In an interview at the Hotel Vanderbilt, Dr. Hopkins explained that by offering to permit Trotzky to speak at Dartmouth he did not intend to imply that he agreed with the Bolshevist leader, but that the forum of the college would be thrown open for discussion, just as it was in the case of William J. Bryan, who spoke there against Darwinism.
"And I am convinced that Trotzky would make no more converts than Mr. Bryan did," said Dr. Hopkins. "Ever since Mr. Bryan denounced the Darwinian theory of evolution before our college there has been a reawakening of interest in the subject. We have more students pass successfully in their studies of evolution than before Mr. Bryan spoke." Expressing incredulity that Dartmouth would permit Trotzky to speak, Mr. Whitney wrote to Dr. Hopkins: "Those of us who still believe that we have a form of government better in every way than that advocated by Lenin and Trotzky had hoped that the directors of the studies of the minds of the youth of America would be careful of the material they fed the immature minds of the coming generation.
"For nearly two years I have made a special study of the Communist movement in the United States. This study has proved to me conclusively that such remarks as those credited to you could well have been inspired in Moscow and are in strict accord with the well-matured plans of those who would overthrow this government by violence."
Asserting that his desire was that Dartmouth should stand for freedom of speech and thought, in the belief that "we should be unafraid that harm could ever come to us mentally, spiritually or morally by the preservation of those liberties," Dr. Hopkins, in his reply, said:
"Of course, the fact is—and I have heard this said within the last few days by some very practical men of large financial and industrial responsibilities, that the corruption and acquisitive self-interest revealed in the Teapot Dome investigation make more Bolshevists in twentyfour hours than all the agents of the Soviet government could make in years. Yet here again I believe that before we get done we shall all wish that we had a people more judicially minded and more capable of distinguishing between truth and error than we have at the present time."
"What would be the effect on the students of listening to a speech by Trotzky?" Dr. Hopkins was asked.
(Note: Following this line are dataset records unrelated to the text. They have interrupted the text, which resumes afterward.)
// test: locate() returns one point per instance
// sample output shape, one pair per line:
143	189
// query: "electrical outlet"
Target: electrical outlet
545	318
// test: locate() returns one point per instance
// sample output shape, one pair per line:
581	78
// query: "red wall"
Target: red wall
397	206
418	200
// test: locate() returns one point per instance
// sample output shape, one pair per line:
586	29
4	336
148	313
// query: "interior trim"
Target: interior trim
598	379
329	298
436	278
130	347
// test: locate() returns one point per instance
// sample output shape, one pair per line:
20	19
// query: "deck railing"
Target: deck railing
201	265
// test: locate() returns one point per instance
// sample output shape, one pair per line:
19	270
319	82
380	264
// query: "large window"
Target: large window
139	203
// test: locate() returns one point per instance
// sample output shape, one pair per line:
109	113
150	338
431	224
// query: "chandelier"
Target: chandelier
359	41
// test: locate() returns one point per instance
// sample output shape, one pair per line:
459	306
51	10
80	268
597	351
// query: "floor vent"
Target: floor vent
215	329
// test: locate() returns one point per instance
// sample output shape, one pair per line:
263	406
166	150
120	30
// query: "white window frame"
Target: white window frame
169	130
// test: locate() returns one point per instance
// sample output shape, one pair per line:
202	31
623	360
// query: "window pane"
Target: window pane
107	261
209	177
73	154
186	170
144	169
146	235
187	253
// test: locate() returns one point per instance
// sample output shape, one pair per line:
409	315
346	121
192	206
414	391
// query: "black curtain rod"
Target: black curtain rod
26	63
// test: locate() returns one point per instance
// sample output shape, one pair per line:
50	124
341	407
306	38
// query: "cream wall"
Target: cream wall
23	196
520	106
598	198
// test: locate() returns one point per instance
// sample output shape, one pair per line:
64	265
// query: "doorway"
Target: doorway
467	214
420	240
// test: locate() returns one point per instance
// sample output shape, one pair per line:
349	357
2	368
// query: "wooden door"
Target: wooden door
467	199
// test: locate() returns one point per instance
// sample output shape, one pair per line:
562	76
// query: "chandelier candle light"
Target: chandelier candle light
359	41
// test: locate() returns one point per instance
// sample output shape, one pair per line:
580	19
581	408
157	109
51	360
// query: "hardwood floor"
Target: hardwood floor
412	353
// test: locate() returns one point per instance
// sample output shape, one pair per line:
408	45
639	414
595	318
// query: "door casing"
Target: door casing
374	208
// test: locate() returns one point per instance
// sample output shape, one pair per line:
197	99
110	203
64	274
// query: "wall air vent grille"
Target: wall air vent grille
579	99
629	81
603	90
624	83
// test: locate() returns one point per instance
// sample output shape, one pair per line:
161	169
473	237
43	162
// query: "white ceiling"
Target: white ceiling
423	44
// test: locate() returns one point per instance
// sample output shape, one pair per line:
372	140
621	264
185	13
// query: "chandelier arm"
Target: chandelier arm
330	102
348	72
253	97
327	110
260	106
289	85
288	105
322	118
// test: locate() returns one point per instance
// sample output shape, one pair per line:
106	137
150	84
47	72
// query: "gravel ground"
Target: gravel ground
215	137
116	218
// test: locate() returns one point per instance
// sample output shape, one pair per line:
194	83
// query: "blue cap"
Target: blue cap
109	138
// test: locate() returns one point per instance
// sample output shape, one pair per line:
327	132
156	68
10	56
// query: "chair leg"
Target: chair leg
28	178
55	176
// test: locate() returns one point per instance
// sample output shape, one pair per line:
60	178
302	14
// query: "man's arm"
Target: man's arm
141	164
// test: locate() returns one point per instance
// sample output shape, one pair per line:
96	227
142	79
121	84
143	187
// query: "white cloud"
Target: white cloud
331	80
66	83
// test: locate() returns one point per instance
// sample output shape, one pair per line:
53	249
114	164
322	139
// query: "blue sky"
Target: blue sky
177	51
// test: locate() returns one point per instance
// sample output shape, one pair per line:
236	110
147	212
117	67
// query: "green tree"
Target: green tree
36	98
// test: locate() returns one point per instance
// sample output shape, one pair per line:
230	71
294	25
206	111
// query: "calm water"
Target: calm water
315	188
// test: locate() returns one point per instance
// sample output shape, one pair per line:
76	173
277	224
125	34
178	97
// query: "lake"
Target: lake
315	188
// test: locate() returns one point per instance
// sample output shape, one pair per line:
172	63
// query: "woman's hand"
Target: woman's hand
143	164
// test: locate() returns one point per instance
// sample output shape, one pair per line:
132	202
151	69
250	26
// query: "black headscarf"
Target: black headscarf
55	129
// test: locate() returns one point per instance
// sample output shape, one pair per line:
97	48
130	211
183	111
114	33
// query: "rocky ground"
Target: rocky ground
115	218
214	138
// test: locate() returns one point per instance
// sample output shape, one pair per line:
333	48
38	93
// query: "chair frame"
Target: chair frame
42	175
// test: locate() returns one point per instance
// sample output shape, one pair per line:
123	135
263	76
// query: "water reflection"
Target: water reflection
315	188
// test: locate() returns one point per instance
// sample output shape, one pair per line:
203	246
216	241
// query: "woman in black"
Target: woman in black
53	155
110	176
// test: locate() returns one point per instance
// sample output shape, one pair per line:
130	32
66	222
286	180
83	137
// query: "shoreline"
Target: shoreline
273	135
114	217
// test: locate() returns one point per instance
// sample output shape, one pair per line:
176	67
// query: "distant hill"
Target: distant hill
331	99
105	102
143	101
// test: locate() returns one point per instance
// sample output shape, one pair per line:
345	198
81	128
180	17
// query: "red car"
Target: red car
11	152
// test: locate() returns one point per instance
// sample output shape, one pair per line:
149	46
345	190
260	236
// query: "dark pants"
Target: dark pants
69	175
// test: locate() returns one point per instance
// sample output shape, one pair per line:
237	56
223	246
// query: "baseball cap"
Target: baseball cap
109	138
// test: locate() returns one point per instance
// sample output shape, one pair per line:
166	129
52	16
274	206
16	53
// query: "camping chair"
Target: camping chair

"The effect would be about the same as the effect made by Mr. Bryan. The students, who think for themselves would soon see that he was prejudiced and they would be more likely to disagree than to agree with what they heard. They saw that Mr. Bryan was prejudiced against Darwinism. The result was they became converts to Darwinism.
"Our great danger in this country is in trying to coerce young minds into a stereotyped form of thinking instead of teaching them to think.
"It is all nonsense to think you are going to train youths to be good Americans by withholding facts from them, or by presenting them with only one side of the case. I have found that the surest way to convert a student to radicalism is to let him listen to a capitalist propagandist, and the surest way to convert him to capitalism is to let him listen to a radical propagandist. Propaganda is the great evil. Truth is the thing most needed.
''That is the trouble with the Teapot Dome investigation. It is being used for political propaganda. We have been worked up into a hysteria about it and can see only scandal. What we need to see, if we are to profit by the investigation, is the truth, whatever that is."